Dully talks about his devastating childhood--- his mother died of cancer when he was five, and his father remarried to his evil step-mother. He spends a lot of time making the case that she was the problem and he was a normal kid. At the time of the lobotomy, he was going to school and had a paper route. He does describe himself as a kid who might have had behavior issues (for any one of many reasons). His step-mother seeks the advise of healthys, and Dully says she was unhappy with the suggestions she got-- namely that she was the one with issues. Until she met Dr. Walter Freeman.

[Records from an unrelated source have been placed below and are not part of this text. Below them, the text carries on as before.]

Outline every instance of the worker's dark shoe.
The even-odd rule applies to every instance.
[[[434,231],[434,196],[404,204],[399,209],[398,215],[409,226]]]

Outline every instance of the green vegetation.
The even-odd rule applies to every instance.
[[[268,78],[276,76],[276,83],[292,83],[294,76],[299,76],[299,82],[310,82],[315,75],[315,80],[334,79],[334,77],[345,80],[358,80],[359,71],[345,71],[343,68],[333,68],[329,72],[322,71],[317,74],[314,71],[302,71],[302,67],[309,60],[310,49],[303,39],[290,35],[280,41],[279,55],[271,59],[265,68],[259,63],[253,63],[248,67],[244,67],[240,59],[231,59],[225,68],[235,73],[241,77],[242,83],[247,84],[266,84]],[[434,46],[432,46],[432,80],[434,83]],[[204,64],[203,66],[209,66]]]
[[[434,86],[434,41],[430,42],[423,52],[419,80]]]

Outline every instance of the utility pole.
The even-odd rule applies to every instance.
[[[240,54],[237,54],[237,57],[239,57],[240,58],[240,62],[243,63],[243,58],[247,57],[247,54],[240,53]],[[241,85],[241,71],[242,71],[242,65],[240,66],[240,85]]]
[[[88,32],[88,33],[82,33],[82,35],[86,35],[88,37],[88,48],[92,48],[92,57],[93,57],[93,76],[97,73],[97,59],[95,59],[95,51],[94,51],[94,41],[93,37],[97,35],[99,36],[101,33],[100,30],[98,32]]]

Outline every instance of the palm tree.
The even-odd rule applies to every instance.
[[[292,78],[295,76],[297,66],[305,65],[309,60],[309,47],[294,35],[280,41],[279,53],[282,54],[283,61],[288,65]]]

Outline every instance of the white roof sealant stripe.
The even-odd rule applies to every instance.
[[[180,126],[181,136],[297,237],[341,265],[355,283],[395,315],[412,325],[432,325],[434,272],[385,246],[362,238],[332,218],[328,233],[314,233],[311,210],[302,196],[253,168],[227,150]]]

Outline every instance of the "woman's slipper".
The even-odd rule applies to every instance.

Dr. Freeman is credited with performing over 3,000 lobotomies. He traveled around the country in his own vehicle, which he dubbed the "lobotomobile" and performed transorbital lobotomies by inserting a sharp object through the eye sockets. No open surgery required. No anesthesia required (he used electroshock to render his patients unconscious).
In 1960, Howard Dully had a lobotomy. He had seen Dr. Freeman for 4 visits. He was diagnosed with schizophrenia and was offered no other form of treatment. No therapy, no medication, no hospitalization. He was told he would be undergoing testing and was not told about the lobotomy until after it was done.
It's a chilling read, one that still lingers with me days later, and the book was written after NPR did a story on Howard Dully. You can listen to that here:
Not one of psychiatry's finer moments.